Unique wood and water sources are bringing renewed attention to Japan’s whiskey industry.

Unique wood and water sources are bringing renewed attention to Japan’s whiskey industry.

Whiskey production is nothing new to Japan. The nation’s first malt distillery, Yamazaki, located just outside of Kyoto, was established by Shinjiro Torii in 1923, and today, shaded by maples and karikomi-style pines, the facility sits atop an aquifer of soft water that is still said to be among the country’s best. With its floor-to-ceiling windows overlooking a bamboo forest, the tasting room offers visitors a relaxing opportunity to try a variety of expressions, including the 12 Year Old, the 17 Year Old, and the Puncheon, which is matured in ex-sherry barrels. But the highlight of the stills’ production is the Yamazaki Mizunara ($400, available only in Japan), named for the virgin oak from Hokkaido in which the whiskey is aged. Although Yamazaki—now part of the Japanese beverage giant Suntory—was the first to use mizunara in its cellaring regimen, other distillers have since followed its lead. Indeed, small-batch bottlings from independent producers and boutique offerings from major brands, such as Chivas Regal Mizunara, are awakening the palates of whiskey lovers the world over to the refining influences of Japanese wood and water.  

While mizunara takes center stage at Yamazaki, Suntory’s second distillery, Hakushu, built in 1973 in the Japanese Southern Alps, emphasizes its water in the flavor profiles of its whiskeys. Hakushu uses mineral-rich, granite-filtered water to make its signature Hibiki expressions, which are beloved by connoisseurs. “Surrounding nature is very important to the character of Hakushu. In springtime, lilies go into the whiskey; in autumn, the smell of campfires. We take these things seriously,” says Mike Miyamoto, Hakushu’s former master distiller. The blended Hibiki 21 Year Old ($250), which won a Trophy—the highest award in the world whiskies category at the International Spirits Challenge—in 2013, will be released for the first time in the United States this September. 


Craft whiskeys from such respected wine and sake producers as Eigashima and Hombo Shuzo have also begun to find admirers in Japan and elsewhere. Nevertheless, one of the best small-batch brands is Ichiro’s Malt, located in hilly Saitama, about 50 miles northwest of Tokyo. Founder Ichiro Akuto opened his Chichibu Distillery in 2008 using some of the casks and equipment from the now-defunct Hanyu Distillery, which his family established in 1941. “We’re trying to localize every step of the process, including building our own cooperage and sourcing local barley and peat,” says Akuto, whose portfolio of spirits includes the Mizunara Wood Reserve (approximately $150).
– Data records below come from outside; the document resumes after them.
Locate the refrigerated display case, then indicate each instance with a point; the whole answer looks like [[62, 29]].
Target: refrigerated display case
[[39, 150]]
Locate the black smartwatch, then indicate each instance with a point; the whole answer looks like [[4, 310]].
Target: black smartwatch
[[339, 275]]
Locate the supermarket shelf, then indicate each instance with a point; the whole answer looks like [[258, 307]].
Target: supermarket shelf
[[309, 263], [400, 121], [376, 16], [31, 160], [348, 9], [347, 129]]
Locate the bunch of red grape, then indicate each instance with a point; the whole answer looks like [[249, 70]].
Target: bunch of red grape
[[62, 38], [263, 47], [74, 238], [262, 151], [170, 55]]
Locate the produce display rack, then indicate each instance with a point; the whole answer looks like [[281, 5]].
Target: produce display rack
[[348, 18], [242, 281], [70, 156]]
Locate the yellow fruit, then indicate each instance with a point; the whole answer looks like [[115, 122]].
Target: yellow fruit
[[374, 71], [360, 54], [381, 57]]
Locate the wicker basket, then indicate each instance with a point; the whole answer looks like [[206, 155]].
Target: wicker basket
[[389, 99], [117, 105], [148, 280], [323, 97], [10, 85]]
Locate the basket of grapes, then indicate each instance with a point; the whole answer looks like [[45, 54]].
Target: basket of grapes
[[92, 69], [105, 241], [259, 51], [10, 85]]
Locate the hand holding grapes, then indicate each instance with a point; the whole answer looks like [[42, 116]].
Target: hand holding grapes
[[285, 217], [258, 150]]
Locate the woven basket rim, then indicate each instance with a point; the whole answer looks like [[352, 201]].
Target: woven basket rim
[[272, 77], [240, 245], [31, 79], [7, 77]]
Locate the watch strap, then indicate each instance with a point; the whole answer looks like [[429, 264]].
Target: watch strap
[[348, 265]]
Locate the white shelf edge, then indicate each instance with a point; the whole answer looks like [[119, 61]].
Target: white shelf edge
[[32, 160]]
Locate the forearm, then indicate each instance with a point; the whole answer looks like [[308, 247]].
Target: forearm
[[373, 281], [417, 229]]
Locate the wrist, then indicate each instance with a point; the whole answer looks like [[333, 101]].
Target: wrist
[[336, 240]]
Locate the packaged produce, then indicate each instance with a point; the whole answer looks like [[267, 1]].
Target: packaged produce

Those seeking to sample a broad range of Japanese whiskeys without crisscrossing the countryside should settle into Park Hyatt Tokyo, where the 52nd-floor New York Bar offers more than a dozen local whiskeys. Beverage manager Yasukazu Yokota is both helpful and highly knowledgeable; however, patrons who ask to try something new should not be surprised if he responds, “Have you heard of Ichiro’s?”